I have a large amount of source code which changes frequently on disk. The source code is organized (and probably best managed) in chunks of "projects". I would like to maintain a current index of the source code so that they can be searched. Historical versions of the documents are not required.
To avoid infinitely growing indexes from the delete/add process, I would like to manage the index in chunks (partitions?). The ingestion process would drop the chunk corresponding to a project before re-indexing the project. A brief absence of the data during re-indexing is tolerable.
When execute I query, I need to hit all of the chunks. Management of the indexes is my primary concern -- performance less so.
I can imagine that there could be two ways this might work:
- partition an index.
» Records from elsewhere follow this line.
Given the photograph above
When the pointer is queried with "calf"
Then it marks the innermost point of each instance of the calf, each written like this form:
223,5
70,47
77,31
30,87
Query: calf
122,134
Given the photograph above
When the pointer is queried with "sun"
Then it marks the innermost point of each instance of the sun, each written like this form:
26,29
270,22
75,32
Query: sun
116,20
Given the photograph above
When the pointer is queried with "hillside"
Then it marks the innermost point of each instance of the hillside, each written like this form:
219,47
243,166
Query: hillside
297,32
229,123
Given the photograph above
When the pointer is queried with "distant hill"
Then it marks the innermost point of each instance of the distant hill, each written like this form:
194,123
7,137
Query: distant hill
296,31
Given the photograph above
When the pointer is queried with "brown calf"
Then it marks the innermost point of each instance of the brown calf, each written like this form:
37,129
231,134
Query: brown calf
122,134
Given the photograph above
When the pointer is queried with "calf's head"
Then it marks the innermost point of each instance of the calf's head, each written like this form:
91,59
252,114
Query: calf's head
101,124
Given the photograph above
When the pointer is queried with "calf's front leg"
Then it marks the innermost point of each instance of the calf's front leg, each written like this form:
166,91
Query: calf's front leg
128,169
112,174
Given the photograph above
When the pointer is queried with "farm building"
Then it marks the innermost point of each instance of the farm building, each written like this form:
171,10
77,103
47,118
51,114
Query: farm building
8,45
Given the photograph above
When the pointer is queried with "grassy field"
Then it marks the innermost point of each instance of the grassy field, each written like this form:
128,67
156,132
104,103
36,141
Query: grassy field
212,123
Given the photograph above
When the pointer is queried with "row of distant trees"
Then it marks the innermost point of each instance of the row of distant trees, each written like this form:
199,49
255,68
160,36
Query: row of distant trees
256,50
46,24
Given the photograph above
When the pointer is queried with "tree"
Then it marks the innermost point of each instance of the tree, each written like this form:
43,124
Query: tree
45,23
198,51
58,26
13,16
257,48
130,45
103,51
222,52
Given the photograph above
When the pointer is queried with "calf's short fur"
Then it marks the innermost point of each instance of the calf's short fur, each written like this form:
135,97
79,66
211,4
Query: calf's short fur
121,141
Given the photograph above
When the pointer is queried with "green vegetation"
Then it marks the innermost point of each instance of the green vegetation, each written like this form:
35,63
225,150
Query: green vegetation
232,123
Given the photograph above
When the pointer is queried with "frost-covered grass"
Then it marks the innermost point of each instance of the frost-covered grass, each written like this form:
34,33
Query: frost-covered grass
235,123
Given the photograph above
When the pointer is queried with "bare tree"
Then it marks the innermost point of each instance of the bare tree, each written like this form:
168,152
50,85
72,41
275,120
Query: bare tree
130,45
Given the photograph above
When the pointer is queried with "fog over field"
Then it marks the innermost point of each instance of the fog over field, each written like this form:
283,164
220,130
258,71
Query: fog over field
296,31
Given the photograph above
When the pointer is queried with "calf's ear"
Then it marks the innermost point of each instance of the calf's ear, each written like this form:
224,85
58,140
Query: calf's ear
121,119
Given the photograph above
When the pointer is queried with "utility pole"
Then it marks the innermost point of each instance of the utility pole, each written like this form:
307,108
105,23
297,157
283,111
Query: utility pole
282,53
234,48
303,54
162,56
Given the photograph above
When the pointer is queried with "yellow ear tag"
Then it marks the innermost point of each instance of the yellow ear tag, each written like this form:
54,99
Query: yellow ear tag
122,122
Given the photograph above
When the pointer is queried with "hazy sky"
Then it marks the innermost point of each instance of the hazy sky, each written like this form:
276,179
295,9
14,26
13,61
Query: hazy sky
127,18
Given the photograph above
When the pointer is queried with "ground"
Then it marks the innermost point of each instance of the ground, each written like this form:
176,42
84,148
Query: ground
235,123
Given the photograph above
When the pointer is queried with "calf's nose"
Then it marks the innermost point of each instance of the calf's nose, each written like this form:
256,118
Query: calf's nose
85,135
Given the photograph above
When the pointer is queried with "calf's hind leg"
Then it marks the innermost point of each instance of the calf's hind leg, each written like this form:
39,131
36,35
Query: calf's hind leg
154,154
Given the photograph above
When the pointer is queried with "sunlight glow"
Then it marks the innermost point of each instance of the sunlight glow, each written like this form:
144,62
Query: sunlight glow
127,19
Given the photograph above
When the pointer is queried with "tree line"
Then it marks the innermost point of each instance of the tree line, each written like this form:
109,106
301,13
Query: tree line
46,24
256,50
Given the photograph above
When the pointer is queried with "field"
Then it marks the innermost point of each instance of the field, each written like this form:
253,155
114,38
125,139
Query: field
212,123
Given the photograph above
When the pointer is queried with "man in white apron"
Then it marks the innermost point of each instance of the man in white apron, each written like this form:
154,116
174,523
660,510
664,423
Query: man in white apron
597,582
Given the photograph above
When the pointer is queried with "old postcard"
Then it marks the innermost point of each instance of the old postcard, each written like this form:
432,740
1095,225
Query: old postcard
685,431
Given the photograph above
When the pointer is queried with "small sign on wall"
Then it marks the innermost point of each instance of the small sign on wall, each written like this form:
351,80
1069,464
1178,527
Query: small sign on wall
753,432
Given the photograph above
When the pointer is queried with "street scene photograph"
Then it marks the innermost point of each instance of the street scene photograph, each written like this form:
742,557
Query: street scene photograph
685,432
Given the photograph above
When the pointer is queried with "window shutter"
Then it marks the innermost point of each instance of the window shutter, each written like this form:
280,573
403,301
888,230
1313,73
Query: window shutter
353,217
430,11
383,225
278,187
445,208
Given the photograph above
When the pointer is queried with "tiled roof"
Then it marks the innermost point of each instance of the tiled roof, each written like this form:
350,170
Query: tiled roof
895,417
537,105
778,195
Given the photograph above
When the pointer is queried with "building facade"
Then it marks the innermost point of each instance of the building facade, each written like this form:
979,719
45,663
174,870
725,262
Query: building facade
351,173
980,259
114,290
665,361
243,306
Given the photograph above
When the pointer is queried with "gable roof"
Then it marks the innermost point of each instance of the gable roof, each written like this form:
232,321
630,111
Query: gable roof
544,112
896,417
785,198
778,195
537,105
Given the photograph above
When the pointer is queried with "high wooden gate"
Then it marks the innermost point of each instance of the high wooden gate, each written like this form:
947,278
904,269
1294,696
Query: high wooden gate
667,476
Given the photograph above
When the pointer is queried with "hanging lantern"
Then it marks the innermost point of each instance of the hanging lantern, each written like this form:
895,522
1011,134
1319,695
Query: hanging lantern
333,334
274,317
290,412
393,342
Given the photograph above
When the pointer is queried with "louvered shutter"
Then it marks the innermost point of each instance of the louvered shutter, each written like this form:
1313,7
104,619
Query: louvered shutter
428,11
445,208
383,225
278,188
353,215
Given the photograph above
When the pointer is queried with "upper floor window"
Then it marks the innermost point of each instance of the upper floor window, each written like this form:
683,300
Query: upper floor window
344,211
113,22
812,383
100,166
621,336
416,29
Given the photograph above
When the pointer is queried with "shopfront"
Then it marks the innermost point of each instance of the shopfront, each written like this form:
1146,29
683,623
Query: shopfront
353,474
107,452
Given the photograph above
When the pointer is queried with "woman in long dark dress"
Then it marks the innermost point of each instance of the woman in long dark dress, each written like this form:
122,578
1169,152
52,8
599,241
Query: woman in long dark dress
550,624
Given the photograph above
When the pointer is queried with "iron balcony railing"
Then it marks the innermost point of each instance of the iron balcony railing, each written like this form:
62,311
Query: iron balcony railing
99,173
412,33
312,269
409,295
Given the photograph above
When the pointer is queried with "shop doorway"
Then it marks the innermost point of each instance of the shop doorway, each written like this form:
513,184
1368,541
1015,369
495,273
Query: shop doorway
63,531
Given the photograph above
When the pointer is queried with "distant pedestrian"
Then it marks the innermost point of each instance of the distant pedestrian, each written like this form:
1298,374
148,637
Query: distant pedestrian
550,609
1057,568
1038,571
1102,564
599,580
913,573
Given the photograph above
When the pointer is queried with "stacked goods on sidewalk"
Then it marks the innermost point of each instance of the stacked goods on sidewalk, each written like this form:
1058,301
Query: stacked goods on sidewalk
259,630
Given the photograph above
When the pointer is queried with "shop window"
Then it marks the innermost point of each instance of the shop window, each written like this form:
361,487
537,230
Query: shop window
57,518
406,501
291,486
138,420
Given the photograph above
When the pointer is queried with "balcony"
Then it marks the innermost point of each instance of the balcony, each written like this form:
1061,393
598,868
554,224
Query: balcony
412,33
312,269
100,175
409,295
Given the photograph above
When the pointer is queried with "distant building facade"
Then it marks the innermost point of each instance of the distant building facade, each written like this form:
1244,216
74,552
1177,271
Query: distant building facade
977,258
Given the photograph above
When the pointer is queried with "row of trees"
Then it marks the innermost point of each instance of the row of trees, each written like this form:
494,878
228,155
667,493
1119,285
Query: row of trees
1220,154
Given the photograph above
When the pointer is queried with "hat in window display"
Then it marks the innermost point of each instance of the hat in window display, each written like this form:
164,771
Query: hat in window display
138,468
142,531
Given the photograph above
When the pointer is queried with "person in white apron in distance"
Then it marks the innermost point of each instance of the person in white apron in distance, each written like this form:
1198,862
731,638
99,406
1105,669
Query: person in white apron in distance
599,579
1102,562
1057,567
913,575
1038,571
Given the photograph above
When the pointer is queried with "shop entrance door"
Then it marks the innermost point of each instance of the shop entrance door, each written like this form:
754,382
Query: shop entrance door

Drop a partition, then rebuild it.
- a meta-index. Each project would be created as an individual index, but some sort of a "meta" construct would allow all of them to be queried in a single operation.
From what I have read, this does not seem to be a candidate for rollover indexes.
There are more than 1000 projects. Specifying a list of projects when the query is executed is not practical.
Is it possible to partition an index so that I can manage (drop and reindex) it in named chunks, while maintaining the ability to query it as a single unified index?
CodePudding user response:
Yes, you can achieve this using aliases.
Let's say you have the "old" version of the project data in index "project-1" and that index also has an alias "project". Then you index the "new" version of the project data in index "project-2". All the queries are done on the alias "project" instead of querying the index directly.
So when you're done reindexing the new version of the data, you can simply switch the alias from "project-1" to "project-2". No interruption of service for your queries.
That's it!
POST _aliases
{
"actions": [
{
"add": {
"index": "project-1",
"alias": "project"
}
},
{
"remove": {
"index": "project-2",
"alias": "project"
}
}
]
}